Hastiado de vivir en la planicie, con su calor, su humedad y
sus insectos molestos. Harto de ese clima pesado que invita a la siesta, había
sentido la necesidad de ascender la ladera de la montaña, pues, cansado del
bullicio de la gente, precisaba de la soledad.
Subiendo sin rumbo, sin saber a donde llegaría, sin saber
siquiera si me detendría, llegué a una zona donde sentí el impulso de
asentarme.
El clima era fresco, rodeado por la nieve; el aire limpio
permitía ver a la distancia; la altura permitía abarcar mucho terreno con la
mirada; el agua bajaba limpia y fresca desde los picos, tan distinta del agua
de la llanura. Las nubes flotaban a la altura de mi morada, y elevarme un poco
más me dejaría bajo un cielo siempre abierto. La soledad y el vacío eran abrumadores
a esa altura.
Ese día había salido temprano, luego de saludar al Sol; tenía
una sensación extraña, algo iba a suceder.
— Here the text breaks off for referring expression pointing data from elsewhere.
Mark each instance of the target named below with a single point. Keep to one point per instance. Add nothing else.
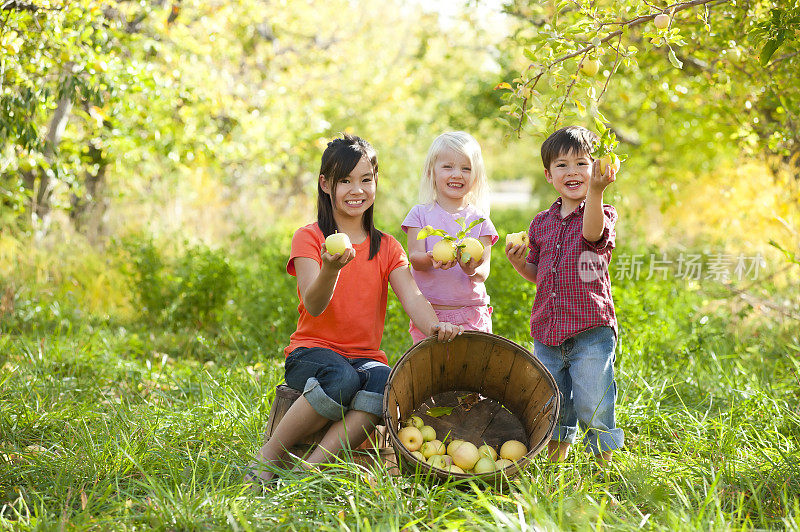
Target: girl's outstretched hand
(446, 331)
(441, 265)
(339, 260)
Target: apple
(430, 448)
(453, 445)
(337, 243)
(517, 239)
(466, 455)
(411, 438)
(414, 421)
(609, 159)
(444, 251)
(438, 461)
(590, 66)
(488, 450)
(473, 249)
(503, 463)
(484, 465)
(513, 450)
(428, 433)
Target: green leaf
(677, 63)
(769, 49)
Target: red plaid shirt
(573, 287)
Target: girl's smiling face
(569, 173)
(452, 174)
(355, 193)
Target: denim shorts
(583, 367)
(334, 384)
(473, 318)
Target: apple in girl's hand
(609, 159)
(428, 433)
(444, 251)
(414, 421)
(513, 450)
(517, 239)
(410, 437)
(473, 249)
(337, 243)
(488, 450)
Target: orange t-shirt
(352, 323)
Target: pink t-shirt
(453, 286)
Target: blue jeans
(334, 384)
(583, 367)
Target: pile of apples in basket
(457, 456)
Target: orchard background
(157, 155)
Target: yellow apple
(502, 463)
(438, 461)
(590, 66)
(411, 438)
(453, 445)
(428, 433)
(337, 243)
(466, 455)
(473, 249)
(430, 448)
(444, 251)
(609, 159)
(517, 239)
(513, 450)
(488, 450)
(414, 421)
(484, 465)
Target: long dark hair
(338, 160)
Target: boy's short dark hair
(567, 140)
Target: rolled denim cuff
(598, 441)
(370, 402)
(565, 434)
(324, 405)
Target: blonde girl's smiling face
(452, 174)
(355, 193)
(569, 173)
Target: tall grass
(108, 422)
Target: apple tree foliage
(140, 102)
(720, 81)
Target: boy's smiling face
(569, 173)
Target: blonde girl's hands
(446, 331)
(441, 265)
(339, 260)
(599, 181)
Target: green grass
(108, 423)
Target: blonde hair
(465, 144)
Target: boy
(573, 323)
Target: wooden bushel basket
(497, 390)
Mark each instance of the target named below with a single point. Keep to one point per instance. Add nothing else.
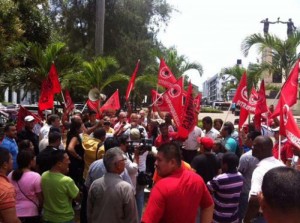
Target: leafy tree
(101, 73)
(282, 52)
(130, 28)
(33, 64)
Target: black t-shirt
(43, 160)
(206, 165)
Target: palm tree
(100, 73)
(32, 64)
(283, 52)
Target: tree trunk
(99, 29)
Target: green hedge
(210, 110)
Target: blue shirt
(12, 147)
(97, 170)
(230, 144)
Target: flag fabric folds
(288, 125)
(159, 101)
(46, 100)
(188, 116)
(241, 95)
(22, 113)
(69, 103)
(132, 80)
(53, 76)
(173, 98)
(289, 89)
(112, 103)
(165, 75)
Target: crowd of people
(104, 164)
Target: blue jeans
(139, 198)
(243, 204)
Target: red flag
(289, 89)
(112, 103)
(132, 80)
(46, 100)
(252, 101)
(69, 103)
(241, 95)
(188, 119)
(165, 75)
(173, 98)
(22, 113)
(53, 76)
(93, 105)
(288, 125)
(197, 102)
(161, 104)
(261, 105)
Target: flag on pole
(46, 100)
(289, 89)
(69, 103)
(132, 80)
(288, 125)
(241, 95)
(159, 101)
(173, 98)
(188, 116)
(261, 105)
(165, 75)
(53, 76)
(112, 103)
(252, 101)
(22, 113)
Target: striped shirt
(227, 188)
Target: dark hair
(99, 133)
(7, 127)
(280, 188)
(23, 160)
(171, 151)
(110, 142)
(207, 120)
(57, 156)
(218, 120)
(75, 125)
(4, 155)
(253, 134)
(232, 161)
(53, 137)
(24, 145)
(52, 118)
(92, 112)
(228, 126)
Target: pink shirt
(30, 184)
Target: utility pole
(99, 29)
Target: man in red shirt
(286, 153)
(7, 194)
(165, 136)
(178, 196)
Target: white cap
(29, 118)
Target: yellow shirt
(90, 146)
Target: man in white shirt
(208, 128)
(262, 150)
(190, 146)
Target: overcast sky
(211, 31)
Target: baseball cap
(275, 129)
(206, 142)
(135, 134)
(29, 118)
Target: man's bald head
(262, 147)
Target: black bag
(144, 178)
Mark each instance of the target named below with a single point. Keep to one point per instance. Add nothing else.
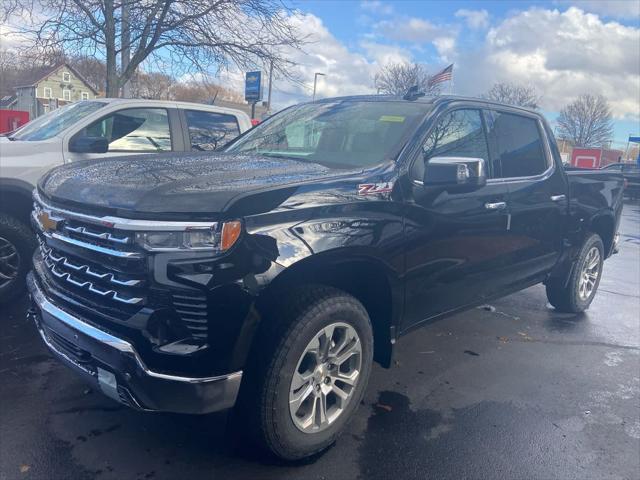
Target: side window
(210, 130)
(457, 134)
(516, 145)
(134, 130)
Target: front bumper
(113, 365)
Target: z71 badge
(372, 188)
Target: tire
(265, 397)
(17, 243)
(574, 297)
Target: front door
(456, 241)
(129, 131)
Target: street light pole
(315, 83)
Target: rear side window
(516, 145)
(210, 130)
(134, 130)
(456, 134)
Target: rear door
(537, 202)
(455, 241)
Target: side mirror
(89, 145)
(457, 174)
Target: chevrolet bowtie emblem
(47, 223)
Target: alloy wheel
(325, 377)
(9, 262)
(589, 274)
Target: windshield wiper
(279, 155)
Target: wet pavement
(515, 391)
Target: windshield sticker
(373, 188)
(392, 118)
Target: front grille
(192, 309)
(91, 261)
(98, 270)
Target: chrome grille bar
(89, 286)
(102, 235)
(110, 277)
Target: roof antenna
(413, 94)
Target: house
(51, 89)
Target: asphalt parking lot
(510, 391)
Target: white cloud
(610, 8)
(476, 19)
(446, 47)
(377, 7)
(411, 29)
(346, 72)
(563, 54)
(383, 54)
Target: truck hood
(29, 160)
(173, 184)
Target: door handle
(495, 206)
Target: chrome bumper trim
(113, 341)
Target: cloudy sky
(563, 48)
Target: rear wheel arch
(366, 279)
(604, 226)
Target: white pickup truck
(93, 129)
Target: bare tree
(514, 94)
(397, 78)
(586, 122)
(197, 34)
(152, 85)
(94, 71)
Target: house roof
(41, 74)
(7, 101)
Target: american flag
(443, 76)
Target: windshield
(344, 134)
(56, 121)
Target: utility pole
(315, 83)
(125, 53)
(270, 83)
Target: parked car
(631, 174)
(271, 275)
(93, 129)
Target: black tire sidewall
(578, 304)
(23, 239)
(289, 441)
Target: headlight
(218, 238)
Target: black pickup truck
(269, 276)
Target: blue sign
(253, 87)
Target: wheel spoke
(349, 379)
(300, 379)
(299, 399)
(341, 394)
(352, 349)
(320, 410)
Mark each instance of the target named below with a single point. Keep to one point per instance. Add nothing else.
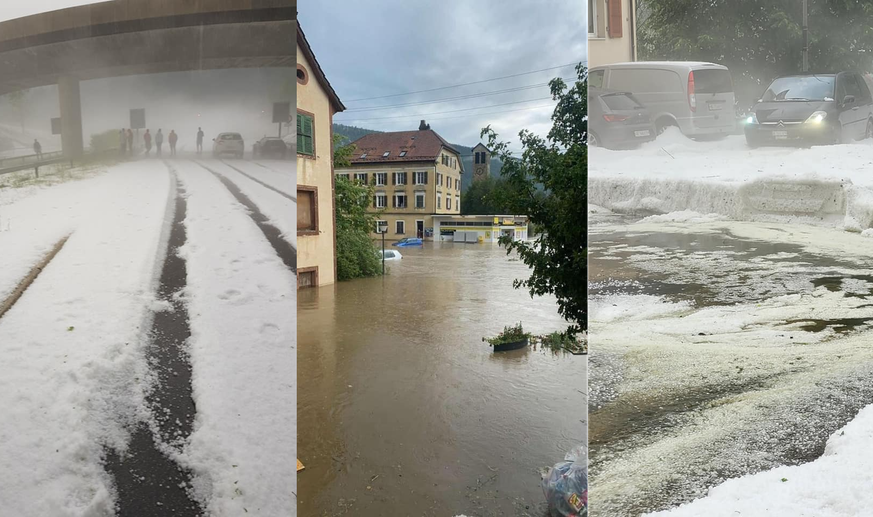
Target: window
(307, 210)
(399, 200)
(305, 132)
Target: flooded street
(719, 349)
(404, 411)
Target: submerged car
(408, 241)
(618, 120)
(812, 109)
(270, 147)
(391, 255)
(228, 143)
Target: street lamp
(382, 227)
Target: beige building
(417, 175)
(612, 29)
(316, 222)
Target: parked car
(228, 143)
(408, 241)
(812, 109)
(268, 147)
(391, 255)
(617, 120)
(696, 97)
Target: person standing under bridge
(173, 138)
(159, 140)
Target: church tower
(481, 162)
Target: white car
(391, 254)
(228, 143)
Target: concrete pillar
(71, 117)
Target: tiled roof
(421, 145)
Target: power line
(466, 84)
(450, 111)
(455, 116)
(447, 99)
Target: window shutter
(615, 18)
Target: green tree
(356, 256)
(759, 39)
(549, 183)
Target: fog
(239, 100)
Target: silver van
(697, 97)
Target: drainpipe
(633, 30)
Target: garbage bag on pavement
(566, 485)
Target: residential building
(612, 29)
(417, 175)
(316, 221)
(481, 162)
(480, 228)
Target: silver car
(696, 97)
(228, 143)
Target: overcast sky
(386, 47)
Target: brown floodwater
(404, 411)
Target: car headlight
(817, 117)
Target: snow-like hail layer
(831, 486)
(242, 301)
(827, 185)
(72, 346)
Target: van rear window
(621, 102)
(712, 81)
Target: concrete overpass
(133, 37)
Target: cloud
(373, 49)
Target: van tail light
(692, 98)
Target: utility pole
(805, 38)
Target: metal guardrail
(8, 162)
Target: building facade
(611, 32)
(481, 162)
(316, 223)
(416, 175)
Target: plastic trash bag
(566, 485)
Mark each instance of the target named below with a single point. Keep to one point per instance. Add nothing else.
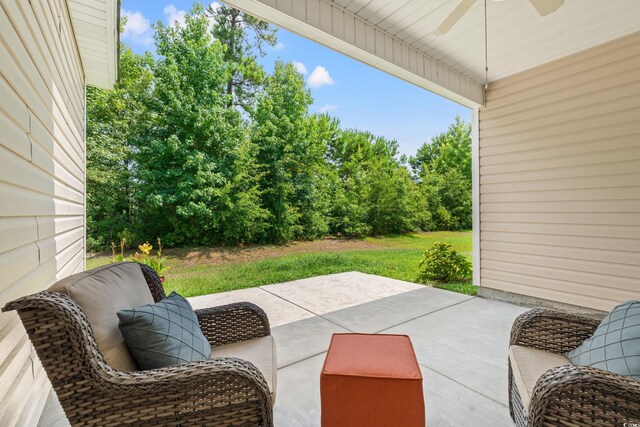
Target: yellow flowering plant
(157, 262)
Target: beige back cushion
(101, 293)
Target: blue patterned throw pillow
(163, 334)
(615, 345)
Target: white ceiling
(517, 37)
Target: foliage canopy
(199, 145)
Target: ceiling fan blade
(454, 17)
(545, 7)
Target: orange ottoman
(371, 380)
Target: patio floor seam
(305, 309)
(343, 327)
(425, 314)
(464, 385)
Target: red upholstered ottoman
(371, 380)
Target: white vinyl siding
(560, 179)
(42, 163)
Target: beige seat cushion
(259, 351)
(528, 365)
(101, 293)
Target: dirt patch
(225, 255)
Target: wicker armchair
(569, 395)
(221, 391)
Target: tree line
(200, 146)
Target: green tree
(446, 151)
(114, 121)
(244, 37)
(189, 159)
(443, 169)
(291, 148)
(376, 194)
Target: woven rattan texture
(216, 392)
(570, 395)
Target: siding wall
(42, 179)
(560, 179)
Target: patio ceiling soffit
(339, 29)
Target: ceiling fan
(544, 7)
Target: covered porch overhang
(544, 90)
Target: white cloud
(137, 29)
(319, 77)
(174, 16)
(299, 66)
(327, 108)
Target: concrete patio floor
(460, 342)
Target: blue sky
(359, 95)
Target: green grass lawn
(390, 256)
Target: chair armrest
(551, 330)
(230, 323)
(220, 390)
(581, 395)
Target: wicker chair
(222, 391)
(569, 395)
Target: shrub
(443, 264)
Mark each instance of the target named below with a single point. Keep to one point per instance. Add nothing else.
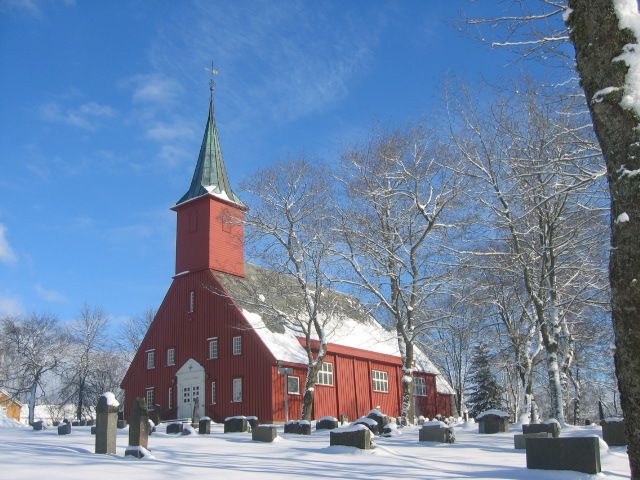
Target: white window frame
(237, 345)
(192, 301)
(289, 391)
(237, 390)
(420, 386)
(380, 381)
(151, 359)
(213, 353)
(325, 374)
(150, 394)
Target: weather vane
(212, 82)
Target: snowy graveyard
(27, 454)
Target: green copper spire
(210, 175)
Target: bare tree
(400, 192)
(540, 183)
(87, 336)
(289, 233)
(36, 346)
(605, 38)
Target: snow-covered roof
(351, 325)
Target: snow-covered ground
(26, 454)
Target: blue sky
(104, 105)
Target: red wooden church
(207, 342)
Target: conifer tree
(486, 392)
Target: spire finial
(212, 81)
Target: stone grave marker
(581, 454)
(298, 427)
(235, 424)
(106, 423)
(264, 433)
(551, 427)
(520, 439)
(493, 421)
(64, 428)
(355, 435)
(138, 430)
(204, 426)
(327, 423)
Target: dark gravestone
(253, 422)
(298, 427)
(235, 424)
(520, 439)
(552, 428)
(613, 432)
(436, 433)
(370, 423)
(204, 426)
(138, 429)
(350, 437)
(64, 429)
(264, 433)
(175, 428)
(106, 421)
(493, 423)
(380, 419)
(581, 454)
(327, 423)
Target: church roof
(266, 296)
(210, 175)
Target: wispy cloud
(10, 305)
(7, 255)
(49, 295)
(86, 116)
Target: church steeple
(210, 175)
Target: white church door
(190, 386)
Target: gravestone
(176, 427)
(431, 432)
(327, 423)
(379, 417)
(253, 421)
(552, 428)
(235, 424)
(520, 439)
(613, 432)
(581, 454)
(264, 433)
(204, 426)
(370, 423)
(138, 430)
(358, 436)
(298, 427)
(195, 417)
(106, 422)
(64, 428)
(493, 421)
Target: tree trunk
(597, 38)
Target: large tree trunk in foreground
(598, 39)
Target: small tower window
(237, 345)
(192, 301)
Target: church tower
(210, 233)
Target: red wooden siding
(214, 316)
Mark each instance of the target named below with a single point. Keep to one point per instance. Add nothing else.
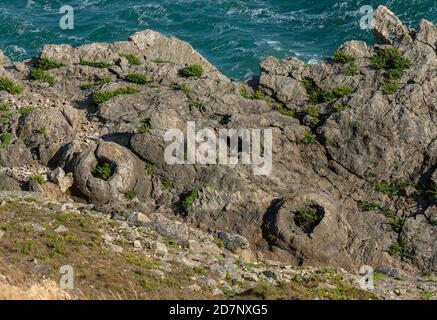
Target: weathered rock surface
(367, 172)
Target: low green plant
(197, 103)
(312, 110)
(162, 61)
(105, 79)
(397, 249)
(315, 94)
(258, 95)
(41, 130)
(5, 106)
(245, 93)
(145, 125)
(352, 69)
(340, 107)
(132, 59)
(137, 78)
(341, 57)
(10, 86)
(391, 189)
(41, 75)
(46, 63)
(38, 179)
(104, 170)
(193, 70)
(102, 96)
(166, 184)
(397, 225)
(189, 199)
(26, 110)
(309, 137)
(6, 138)
(95, 64)
(184, 88)
(394, 63)
(337, 93)
(130, 195)
(149, 168)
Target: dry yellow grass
(46, 290)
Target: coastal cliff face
(353, 178)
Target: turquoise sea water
(233, 34)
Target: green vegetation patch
(283, 110)
(193, 70)
(7, 84)
(145, 125)
(341, 57)
(6, 138)
(184, 88)
(137, 78)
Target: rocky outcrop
(354, 144)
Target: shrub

Caminaba cerca de la caída de agua, allí en las altas montañas,
cuando me llegaron los signos: Se levantó un viento de calor abrasador, era
como un emisario portando su recado. Me colmó una fuerza que se hizo euforia
repentina.
Movido por el viento y la pasión, corrí por la ladera de la
montaña. Mi corazón tomaba el ritmo de mis pies, mis pies el del viento, yo
mismo era ese soplo cálido acariciando el suelo. Cerré los ojos mientras corría,
los cerré para sentir la Presencia, para sentir su eco en mí: su mensaje.
Mientras corría vibraba en mí un anhelo que poco
a poco fue tomando dirección, hasta que se me hizo claro dónde debía ir.
Entonces abrí los ojos, estaba llegando al final del risco... Y salté.